The Bretzel Bakery – In the fabric of Portobello since 1870

The Bretzel Bakery was set up two centuries ago in the late 1800s by a Russian-Jewish immigrant who started off at a premises on Lennox Street. The same location where Bretzel’s HQ and café still stands today. According to William Despard, the current owner, and visionary who turned the bakery’s fortunes around nearly 20 years ago, the earliest deeds say the first brick oven was placed there in the year 1900. It was in constant use for over 100 years, a symbol of Bretzel’s longevity and importance in the area. The bakery went on to be owned by various Jewish families, primarily servicing the Jewish community in Portobello, which is known as Little Jerusalem.

The Hackett family took over in the 1950’s, and William tells me it was said that head baker Morgan Hackett often explained that if he made a profit one week, then he’d run it for another seven days. William took over “lock, stock and barrel” at the tail end of 2000, with about ten staff, including four skilled bakers. Since then he’s kept the soul of the original bakery while modernising the systems surrounding it. While the main bakery is now situated in a facility in Harolds Cross, I meet William in their smaller premises, which also functions as a shop and café in the original Dublin 8 location.

 

While he makes a point to emphasise how much of a team effort getting The Bretzel Bakery to such a successful point has been, a lot of credit must go to William for steering the ship. Before he took over, Bretzel was an historic bakery that was making bread for its own shop and a small van run. The bread was great but the backend was, in his words, ”chaotic.” “The big thing was that the previous owner wasn’t driving the business,” William explains. “With any business it’s very hard to stand still. I’m not a baker by trade, but I’m passionate about the industry. I’m all about promoting ‘good bread’. My initial philosophy was and still is that I want to make high quality bread that I’d feed to my own family.

“The beauty of coming in as someone who’d worked as an engineer, with some knowledge of IT, was that I knew even if I just made the office more efficient that there was something special here.
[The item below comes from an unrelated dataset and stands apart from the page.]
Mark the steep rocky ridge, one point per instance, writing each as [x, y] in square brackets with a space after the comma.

I changed nothing for a couple of years other than modernising and investing in the business. That worked out really well. “The passion was there and so were the bakers, but it was chaotic. In truth it probably remained chaotic for a couple of years because there was a part of me that enjoyed the buzz of, ‘Everything will be alright on the night’.” Very early on William made a decision to keep operations close to the city, and, more importantly, on the same premises that had made Bretzel so special for over 100 years. “I was also very afraid that I’d ruin the magic of the Bretzel if I moved,” he admits. “All of the locals embraced the fact that I was young and enthusiastic about putting the bakery back on the map. I was all cock-a-hoop that I had bought this fantastic bakery, but one of my biggest shocks was when I was introducing myself to some of the business owners on Camden Street and they said, ‘Oh I thought that place closed down a couple of months ago’.”

 

However, the community quickly became aware that business was far from over on Lennox Street. Very soon it was more than just other businesses that began take an interact in Bretzel and its staff. “There are great stories about our bakers chatting to people at 4am… There were plenty a hot baguettes given out, mostly for free I’d say! If there was a courting couple, or a damsel in distress, they got fed from the side door of Bretzel Bakery, that’s for sure!” The original, “chaotic” system has now turned into a well-oiled machine and Bretzel Bakery is currently working with individuals and companies all over the city. “Say for Dollard & Co. we make all of their bread. Some people would consider that a large chunk of business in itself, but we now have 250 customers that we supply to, some bigger, a good number smaller, than Dollard.

We have so many strong, dependable customers we can now invest in doing things in a more organised fashion and add more fermentation. William says being in business long enough means he has time to care for his products more than ever. “Really good bread takes time and attention. The best quality ingredient in our sourdough breads is allowing it the time to ferment. The lay term I use is ‘ripe’. When the cultures are correct and you catch it at that point, you make fabulous sourdough. More space and more customers really allow us to make more artisanal bread.” This has led them to receiving numerous and regular awards from well-respected bodies. “It was a really nice affirmation that by building more space and giving my bakers better tools, for want of a betterword… we started having the confidence and time to enter Blas na hEireann [Irish Food Awards], and the first year we won a gold for the San Francisco sourdough. We’ve also won gold for the Baguette Despard, no prizes for guessing where the name for that one came from!”